La cellule est généralement en quartz et sa taille est généralement de 1 cm de long pour la spectroscopie des solutions. Pour les gaz l’épaisseur est comprise entre 1 et 100 mm mais le rayon peut passer plusieurs fois dans la cellule, avec l’utilisation de miroirs, donnant chemins optiques jusqu’à 120m. Il est également possible de permettre un écoulement de gaz.

La sélection de la longueur d’onde est réalisée par une combinaison de prismes/miroirs et les lacunes (gaps) minces. Les prismes séparent les longueurs d’onde de la lumière incidente et les lacunes (gaps) permettent seulement une petite gamme de longueurs d’onde pour passer vers le détecteur.

Le détecteur peut également introduire des erreurs dans la mesure. L’intensité relative de ces erreurs est grande lorsque A →0  ou lorsque A est grand. Encore une fois, un bon choix de longueur d’onde limite les erreurs expérimentales.

Spectroscopie moléculaire :

Une autre façon d’utiliser les propriétés d’absorption des solutions consiste à balayer une gamme de longueurs d’onde et à détecter l’absorbance. Il nécessite une source de lumière capable de changer de longueur d’onde. S’il n’y avait que les niveaux électroniques nous obtiendrions des rayons discrets correspondants à la quantité exacte d’énergie de la transition entre l’état fondamental de l’électron et un état excité. Cependant les sous-niveaux de rotation et de vibration transforment les rayons en bandes. Les bandes sont amincies si nous effectuons la spectroscopie des gaz. Dans le cas de la spectroscopie d’absorption UV-visible, cette technique est surtout utilisée quantitativement. Par exemple nous pouvons suivre l’évolution d’une réaction à travers le spectre d’absorbance. Si les produits et les réactifs absorbent à différentes longueurs d’onde, l’intensité des pics  caractéristiques des produits augmente avec le temps tandis que les sommets des réactifs diminuent en taille.

Chromophore : c’est un groupe organique insaturé covalent qui absorbe dans l’UV (ex: C = C, C = O, NO2) avec des électrons qui peuvent être délocalisés.
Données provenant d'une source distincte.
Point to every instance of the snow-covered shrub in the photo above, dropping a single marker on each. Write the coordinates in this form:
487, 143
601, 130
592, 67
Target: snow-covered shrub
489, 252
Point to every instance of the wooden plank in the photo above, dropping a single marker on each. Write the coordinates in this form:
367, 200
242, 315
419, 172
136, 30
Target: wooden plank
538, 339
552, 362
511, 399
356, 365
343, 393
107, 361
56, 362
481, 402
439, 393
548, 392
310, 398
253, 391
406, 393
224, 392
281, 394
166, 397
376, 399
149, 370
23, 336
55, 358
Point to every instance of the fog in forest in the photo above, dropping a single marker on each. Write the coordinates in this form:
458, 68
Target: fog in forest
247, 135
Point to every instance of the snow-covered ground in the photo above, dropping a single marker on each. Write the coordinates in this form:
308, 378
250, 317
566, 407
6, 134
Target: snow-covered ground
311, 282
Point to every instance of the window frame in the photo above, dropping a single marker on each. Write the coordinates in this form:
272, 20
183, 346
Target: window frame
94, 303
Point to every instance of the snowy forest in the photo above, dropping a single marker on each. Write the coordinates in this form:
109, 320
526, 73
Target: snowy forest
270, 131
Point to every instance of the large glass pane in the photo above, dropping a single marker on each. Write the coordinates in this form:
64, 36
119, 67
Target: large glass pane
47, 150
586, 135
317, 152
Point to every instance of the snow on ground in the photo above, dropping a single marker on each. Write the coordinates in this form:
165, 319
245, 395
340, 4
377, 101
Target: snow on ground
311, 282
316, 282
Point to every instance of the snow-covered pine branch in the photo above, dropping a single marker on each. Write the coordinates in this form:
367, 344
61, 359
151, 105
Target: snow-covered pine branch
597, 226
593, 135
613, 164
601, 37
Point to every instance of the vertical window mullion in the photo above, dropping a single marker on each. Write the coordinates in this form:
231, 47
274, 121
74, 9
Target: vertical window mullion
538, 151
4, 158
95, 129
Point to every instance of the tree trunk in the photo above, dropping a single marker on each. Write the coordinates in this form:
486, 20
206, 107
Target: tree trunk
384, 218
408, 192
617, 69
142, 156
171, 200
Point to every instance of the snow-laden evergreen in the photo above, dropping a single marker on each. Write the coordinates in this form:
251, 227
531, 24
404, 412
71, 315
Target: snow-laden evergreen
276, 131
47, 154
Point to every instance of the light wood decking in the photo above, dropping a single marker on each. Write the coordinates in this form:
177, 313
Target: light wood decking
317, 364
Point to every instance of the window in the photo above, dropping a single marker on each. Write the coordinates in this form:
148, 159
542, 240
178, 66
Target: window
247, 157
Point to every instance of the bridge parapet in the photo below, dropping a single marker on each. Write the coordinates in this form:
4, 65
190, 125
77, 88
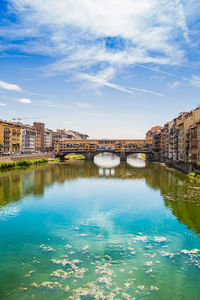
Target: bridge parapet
64, 147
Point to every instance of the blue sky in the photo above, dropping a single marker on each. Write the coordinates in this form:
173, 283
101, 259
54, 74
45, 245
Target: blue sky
109, 68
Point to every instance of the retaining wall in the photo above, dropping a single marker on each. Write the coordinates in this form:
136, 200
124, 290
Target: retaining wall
12, 158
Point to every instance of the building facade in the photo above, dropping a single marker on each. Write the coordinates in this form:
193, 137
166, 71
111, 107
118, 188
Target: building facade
10, 137
39, 142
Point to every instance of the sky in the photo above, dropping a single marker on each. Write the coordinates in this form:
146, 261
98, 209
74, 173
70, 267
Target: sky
108, 68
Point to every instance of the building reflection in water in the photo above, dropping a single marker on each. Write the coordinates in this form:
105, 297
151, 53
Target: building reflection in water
136, 161
180, 195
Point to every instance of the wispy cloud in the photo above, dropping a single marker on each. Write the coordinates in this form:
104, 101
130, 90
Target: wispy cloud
10, 87
100, 81
83, 104
194, 81
113, 32
51, 104
103, 77
91, 114
147, 91
174, 84
25, 100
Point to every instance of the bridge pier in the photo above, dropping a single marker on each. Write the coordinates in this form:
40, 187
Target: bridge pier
123, 156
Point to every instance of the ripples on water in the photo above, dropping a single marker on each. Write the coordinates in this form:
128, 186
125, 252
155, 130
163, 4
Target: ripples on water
99, 231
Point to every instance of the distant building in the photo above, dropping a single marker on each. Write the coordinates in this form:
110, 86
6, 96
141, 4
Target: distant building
63, 134
10, 137
39, 142
152, 131
48, 140
76, 135
28, 136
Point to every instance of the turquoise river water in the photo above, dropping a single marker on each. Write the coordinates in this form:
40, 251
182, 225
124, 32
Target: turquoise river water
103, 230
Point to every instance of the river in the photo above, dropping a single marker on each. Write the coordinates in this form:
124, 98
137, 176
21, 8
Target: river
99, 230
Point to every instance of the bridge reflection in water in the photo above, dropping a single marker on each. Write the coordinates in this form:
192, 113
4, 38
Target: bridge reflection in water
180, 195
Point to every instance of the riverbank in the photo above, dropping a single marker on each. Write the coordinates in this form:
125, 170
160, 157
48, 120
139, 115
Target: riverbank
15, 158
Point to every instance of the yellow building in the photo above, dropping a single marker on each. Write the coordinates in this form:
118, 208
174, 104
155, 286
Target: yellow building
38, 143
10, 137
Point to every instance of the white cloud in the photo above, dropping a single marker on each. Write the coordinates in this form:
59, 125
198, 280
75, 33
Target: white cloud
142, 31
103, 77
83, 104
174, 84
147, 91
91, 114
9, 86
25, 100
194, 81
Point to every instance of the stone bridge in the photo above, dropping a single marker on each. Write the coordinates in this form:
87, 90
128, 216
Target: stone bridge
90, 148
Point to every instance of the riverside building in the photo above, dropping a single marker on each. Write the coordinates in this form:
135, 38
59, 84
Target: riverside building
178, 142
10, 137
28, 137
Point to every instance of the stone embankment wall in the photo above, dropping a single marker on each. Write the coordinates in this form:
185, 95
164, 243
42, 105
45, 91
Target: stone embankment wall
12, 158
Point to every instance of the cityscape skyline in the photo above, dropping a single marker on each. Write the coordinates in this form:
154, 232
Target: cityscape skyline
111, 73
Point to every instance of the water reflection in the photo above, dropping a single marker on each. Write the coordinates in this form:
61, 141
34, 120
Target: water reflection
107, 160
181, 195
135, 160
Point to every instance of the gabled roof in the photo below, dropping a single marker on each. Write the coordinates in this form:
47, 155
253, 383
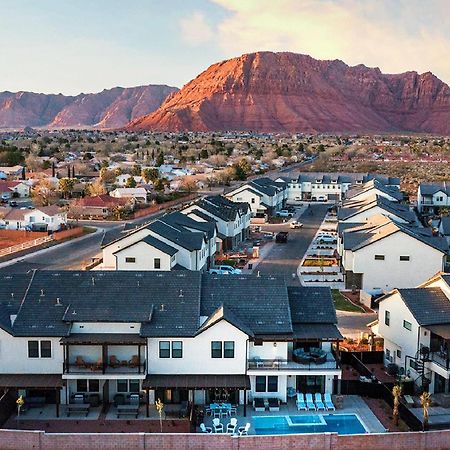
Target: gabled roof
153, 242
224, 313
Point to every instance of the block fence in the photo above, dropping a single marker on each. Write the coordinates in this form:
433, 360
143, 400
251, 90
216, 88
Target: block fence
39, 440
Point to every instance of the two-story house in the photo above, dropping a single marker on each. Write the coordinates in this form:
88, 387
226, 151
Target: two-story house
415, 326
175, 336
383, 254
232, 218
173, 241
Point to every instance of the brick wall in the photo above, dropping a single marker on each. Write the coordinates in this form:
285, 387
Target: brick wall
39, 440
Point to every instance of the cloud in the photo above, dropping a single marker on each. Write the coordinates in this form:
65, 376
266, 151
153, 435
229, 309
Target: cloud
395, 36
195, 30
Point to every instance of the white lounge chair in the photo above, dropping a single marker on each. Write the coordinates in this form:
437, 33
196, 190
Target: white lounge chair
301, 405
318, 401
204, 429
243, 431
231, 427
328, 402
218, 427
310, 403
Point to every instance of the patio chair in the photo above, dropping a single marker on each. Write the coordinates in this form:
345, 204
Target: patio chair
113, 361
80, 363
134, 361
301, 405
243, 431
274, 404
310, 403
231, 427
258, 404
328, 402
318, 401
217, 426
205, 429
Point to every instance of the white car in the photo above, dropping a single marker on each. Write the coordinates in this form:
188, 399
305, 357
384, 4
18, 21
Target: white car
225, 270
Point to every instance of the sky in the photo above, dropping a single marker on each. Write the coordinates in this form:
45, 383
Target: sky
74, 46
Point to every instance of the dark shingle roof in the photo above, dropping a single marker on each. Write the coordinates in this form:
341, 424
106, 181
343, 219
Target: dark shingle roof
311, 305
429, 306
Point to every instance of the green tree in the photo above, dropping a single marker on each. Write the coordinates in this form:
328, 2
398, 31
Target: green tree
131, 182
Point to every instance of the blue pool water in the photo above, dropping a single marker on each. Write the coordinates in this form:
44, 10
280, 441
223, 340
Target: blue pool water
337, 423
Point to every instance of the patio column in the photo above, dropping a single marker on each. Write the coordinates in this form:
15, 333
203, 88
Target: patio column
58, 400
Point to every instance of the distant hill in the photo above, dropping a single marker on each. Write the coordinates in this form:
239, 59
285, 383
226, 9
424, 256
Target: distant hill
111, 108
290, 92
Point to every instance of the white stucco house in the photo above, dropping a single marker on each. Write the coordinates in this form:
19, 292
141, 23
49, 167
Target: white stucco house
382, 254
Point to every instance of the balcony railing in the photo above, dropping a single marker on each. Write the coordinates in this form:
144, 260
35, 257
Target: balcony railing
329, 363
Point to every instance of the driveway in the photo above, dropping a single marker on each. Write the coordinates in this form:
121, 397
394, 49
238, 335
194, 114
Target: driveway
283, 259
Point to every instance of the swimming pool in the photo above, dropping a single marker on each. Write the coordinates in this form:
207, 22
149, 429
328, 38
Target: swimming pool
309, 423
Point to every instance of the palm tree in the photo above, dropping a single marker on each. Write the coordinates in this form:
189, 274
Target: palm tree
396, 393
425, 401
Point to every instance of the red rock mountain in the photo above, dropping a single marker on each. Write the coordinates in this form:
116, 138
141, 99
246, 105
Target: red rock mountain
111, 108
268, 91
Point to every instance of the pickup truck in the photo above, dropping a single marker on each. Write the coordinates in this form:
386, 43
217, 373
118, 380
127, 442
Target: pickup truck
281, 237
283, 213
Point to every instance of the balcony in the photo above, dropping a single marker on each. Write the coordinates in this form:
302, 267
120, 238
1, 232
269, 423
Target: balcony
327, 362
104, 354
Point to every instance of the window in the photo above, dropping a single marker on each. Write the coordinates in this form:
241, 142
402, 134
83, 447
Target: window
33, 349
272, 384
260, 384
216, 349
177, 349
164, 349
46, 349
39, 349
228, 349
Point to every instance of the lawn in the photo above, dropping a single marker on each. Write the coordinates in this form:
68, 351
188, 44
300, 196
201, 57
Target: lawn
342, 304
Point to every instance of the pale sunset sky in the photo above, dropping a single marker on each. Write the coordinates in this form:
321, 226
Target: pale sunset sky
73, 46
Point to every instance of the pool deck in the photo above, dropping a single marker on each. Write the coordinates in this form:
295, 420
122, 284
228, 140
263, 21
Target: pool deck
353, 404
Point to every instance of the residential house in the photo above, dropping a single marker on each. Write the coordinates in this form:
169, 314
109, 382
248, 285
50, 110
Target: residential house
357, 211
183, 243
415, 326
138, 194
13, 189
433, 196
43, 218
100, 206
264, 196
383, 254
232, 219
176, 336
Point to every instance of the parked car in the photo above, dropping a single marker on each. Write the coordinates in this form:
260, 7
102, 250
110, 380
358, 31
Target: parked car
225, 270
295, 224
283, 213
324, 239
281, 237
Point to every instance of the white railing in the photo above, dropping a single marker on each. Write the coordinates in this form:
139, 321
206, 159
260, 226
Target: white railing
25, 245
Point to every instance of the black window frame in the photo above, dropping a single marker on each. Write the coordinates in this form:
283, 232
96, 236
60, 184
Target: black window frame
161, 350
35, 350
259, 380
216, 353
228, 353
180, 350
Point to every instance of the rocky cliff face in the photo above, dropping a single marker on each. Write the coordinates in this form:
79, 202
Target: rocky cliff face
290, 92
112, 108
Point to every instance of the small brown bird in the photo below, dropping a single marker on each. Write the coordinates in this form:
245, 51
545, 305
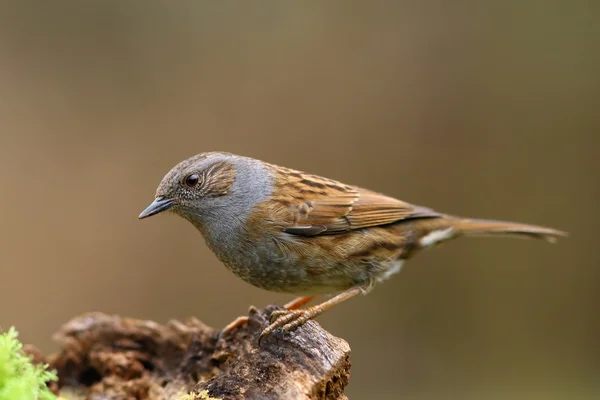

Les photons excitent les électrons qui sautent entre les niveaux d’énergie qui sont des orbitales π étendues, créés par une série d’alternance de liaisons simples et doubles, souvent dans des systèmes aromatiques.

Auxochrome : un groupe saturé avec des électrons libres qui modifient l’intensité et la longueur d’onde de l’absorption lorsqu’il est lié à un chromophore.

Déplacement bathochromique : déplacement de l’absorption vers les longueurs d’onde plus grande (déplacement vers le rouge) en raison d’un effet de solvant ou d’une substitution.

Déplacement hypsochromique : déplacement de l’absorption vers les longueurs d’onde plus petites (déplacement vers le bleu) en raison d’un effet de solvant ou d’une substitution.

Hyperchromicité : augmentation de l’intensité de l’absorption.

Hypochromicité : diminution de l’intensité de l’absorption.